Напишешь такое, и с воображением уже не совладать. Благотворный вихрь кружит голову. Этой ночью, — в первый раз, в последний, быть может, раз, — я мог думать о смерти с каким-то спокойствием, с каким-то трансцендентным равнодушием. Освободился от страхов, был почти чужд своей тленной плоти. […]
Дал себе слово каждую ночь смотреть на небо ради этой безмятежности».
* * *
В свете открытий современной науки человек — бесконечно малая пылинка, но существует молитва.
* * *
«Эпилог» «Семьи Тибо» великолепен, в нем уже почти нет никакого действия, а в центре внимания остается одно: душа человека (Антуана или любого другого — не важно, но это подлинная человеческая душа), и она показана так, что каждый читатель чувствует, что это касается его лично, потому что это мог быть он.
На днях ехала в поезде за Шарлем[210] и поняла, что есть еще две причины, по которым я так люблю эту книгу. Во-первых, этот плачевный конец целой эпохи, описание зияющих брешей, которые война пробила в этой семье и в этом круге людей, — все это, вне всяких сомнений, ждет и нас — потом.

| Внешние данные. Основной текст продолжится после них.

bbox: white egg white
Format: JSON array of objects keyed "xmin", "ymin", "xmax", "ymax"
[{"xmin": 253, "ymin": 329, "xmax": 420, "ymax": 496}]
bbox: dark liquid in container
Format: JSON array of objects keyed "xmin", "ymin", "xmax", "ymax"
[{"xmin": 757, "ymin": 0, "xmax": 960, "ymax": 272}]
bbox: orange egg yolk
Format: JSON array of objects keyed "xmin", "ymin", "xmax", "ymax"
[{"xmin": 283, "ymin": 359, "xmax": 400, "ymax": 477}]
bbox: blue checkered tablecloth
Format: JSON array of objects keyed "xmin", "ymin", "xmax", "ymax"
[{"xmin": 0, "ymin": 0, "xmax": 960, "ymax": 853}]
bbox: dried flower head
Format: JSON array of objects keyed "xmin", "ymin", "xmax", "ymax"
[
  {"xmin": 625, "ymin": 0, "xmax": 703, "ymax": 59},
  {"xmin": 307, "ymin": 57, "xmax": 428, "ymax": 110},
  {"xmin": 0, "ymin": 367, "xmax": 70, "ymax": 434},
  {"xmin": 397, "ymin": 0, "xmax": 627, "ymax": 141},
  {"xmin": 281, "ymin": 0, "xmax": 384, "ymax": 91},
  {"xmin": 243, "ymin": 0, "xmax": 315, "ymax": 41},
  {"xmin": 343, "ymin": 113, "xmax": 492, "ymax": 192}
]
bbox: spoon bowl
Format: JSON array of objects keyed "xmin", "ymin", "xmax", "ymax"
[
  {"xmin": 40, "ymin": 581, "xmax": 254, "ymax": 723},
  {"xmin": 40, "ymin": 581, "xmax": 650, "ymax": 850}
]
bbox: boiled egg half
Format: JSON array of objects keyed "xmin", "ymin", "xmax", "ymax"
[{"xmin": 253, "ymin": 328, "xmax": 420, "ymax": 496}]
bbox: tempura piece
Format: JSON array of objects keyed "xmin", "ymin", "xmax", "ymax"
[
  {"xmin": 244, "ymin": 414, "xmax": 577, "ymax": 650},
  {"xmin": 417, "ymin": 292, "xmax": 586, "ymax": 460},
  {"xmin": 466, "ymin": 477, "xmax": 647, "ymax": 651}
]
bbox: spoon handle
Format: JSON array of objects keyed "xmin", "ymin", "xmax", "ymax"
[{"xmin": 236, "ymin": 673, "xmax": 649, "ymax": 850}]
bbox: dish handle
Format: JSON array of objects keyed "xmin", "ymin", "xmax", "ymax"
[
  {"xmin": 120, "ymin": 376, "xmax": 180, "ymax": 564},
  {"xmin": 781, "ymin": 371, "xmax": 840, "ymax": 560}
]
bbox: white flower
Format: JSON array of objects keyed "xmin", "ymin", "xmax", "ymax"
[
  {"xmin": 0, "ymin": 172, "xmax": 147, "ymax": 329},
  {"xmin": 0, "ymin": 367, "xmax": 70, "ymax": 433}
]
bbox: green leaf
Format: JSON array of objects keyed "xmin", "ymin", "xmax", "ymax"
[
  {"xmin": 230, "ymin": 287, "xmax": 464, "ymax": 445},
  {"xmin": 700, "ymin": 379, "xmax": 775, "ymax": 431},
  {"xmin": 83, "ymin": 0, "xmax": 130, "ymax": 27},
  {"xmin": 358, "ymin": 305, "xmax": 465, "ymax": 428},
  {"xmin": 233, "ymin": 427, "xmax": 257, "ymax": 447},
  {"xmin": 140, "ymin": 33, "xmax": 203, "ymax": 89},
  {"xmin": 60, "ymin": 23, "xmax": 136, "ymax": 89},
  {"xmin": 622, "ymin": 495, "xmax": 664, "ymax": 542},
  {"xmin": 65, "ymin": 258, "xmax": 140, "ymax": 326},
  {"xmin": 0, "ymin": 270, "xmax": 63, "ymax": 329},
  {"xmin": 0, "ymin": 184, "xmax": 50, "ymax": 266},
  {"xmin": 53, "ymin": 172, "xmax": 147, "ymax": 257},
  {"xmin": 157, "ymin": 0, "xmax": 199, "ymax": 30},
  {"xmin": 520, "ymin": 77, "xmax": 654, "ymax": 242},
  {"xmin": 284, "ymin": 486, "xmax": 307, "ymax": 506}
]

А во-вторых, как больно становится Антуану, когда он только после того, как Жак исчез, осознаёт, что мог бы его понять. Мне так знакомо это мучительное сожаление: когда сближаешься с кем-то настолько, что, кажется, вот-вот у вас начнется самое чудесное, и тут теряешь этого человека; так было с Ивонной, Жаком, Франсуазой, Жаном.
* * *
Перечитала начало этих записей и заметила, что в них есть две части: одна — то, что я пишу из чувства долга, чтобы рассказать о вещах, которые должны сохраниться в памяти; другая же — то, что пишу для Жана, для себя и для него.
Такое счастье знать, что, если меня схватят, Андре сохранит эти листки, частицу меня самой, то, чем я больше всего дорожу, потому что все материальное потеряло для меня всякую ценность; душа и память — только это важно сохранить.
Приятно думать, что Жан их, возможно, прочтет. Но я не хочу, чтобы это было как в «Руке» Китса. Я вернусь, Жан, я вернусь.
При мысли, что конверт, в который я кладу эти странички, вскроет только Жан, если вообще его когда-нибудь вскроют, — и в редкие мгновения, когда я успеваю осмыслить то, что пишу, меня охватывает волнение: я бы хотела записать все то, что у меня для него накопилось за эти месяцы.
Но осмыслить почти что никогда не получается, постараюсь не упустить такой момент, когда он выдастся.
Четверг, 28 октября, вечер
Прекрасный был денек — ко мне сюда приходили любимые подруги: мадам Лавеню, М.-С. Модюи, Жаннина Гийом и с ними Катрин — послушать английскую речь. М.-С. Модюи — как она напоминает мне Кэтрин Мэнсфилд! — принесла мне репродукцию гравюры-иллюстрации Рокуэлла Кента к «Беовульфу». Недаром меня так поразили его иллюстрации к «Моби Дику» в Американской библиотеке — чутье меня не обмануло. Теперь я больше знаю о Рокуэлле Кенте, потому что она дала мне почитать его книгу о путешествии в Гренландию, которую он сам проиллюстрировал.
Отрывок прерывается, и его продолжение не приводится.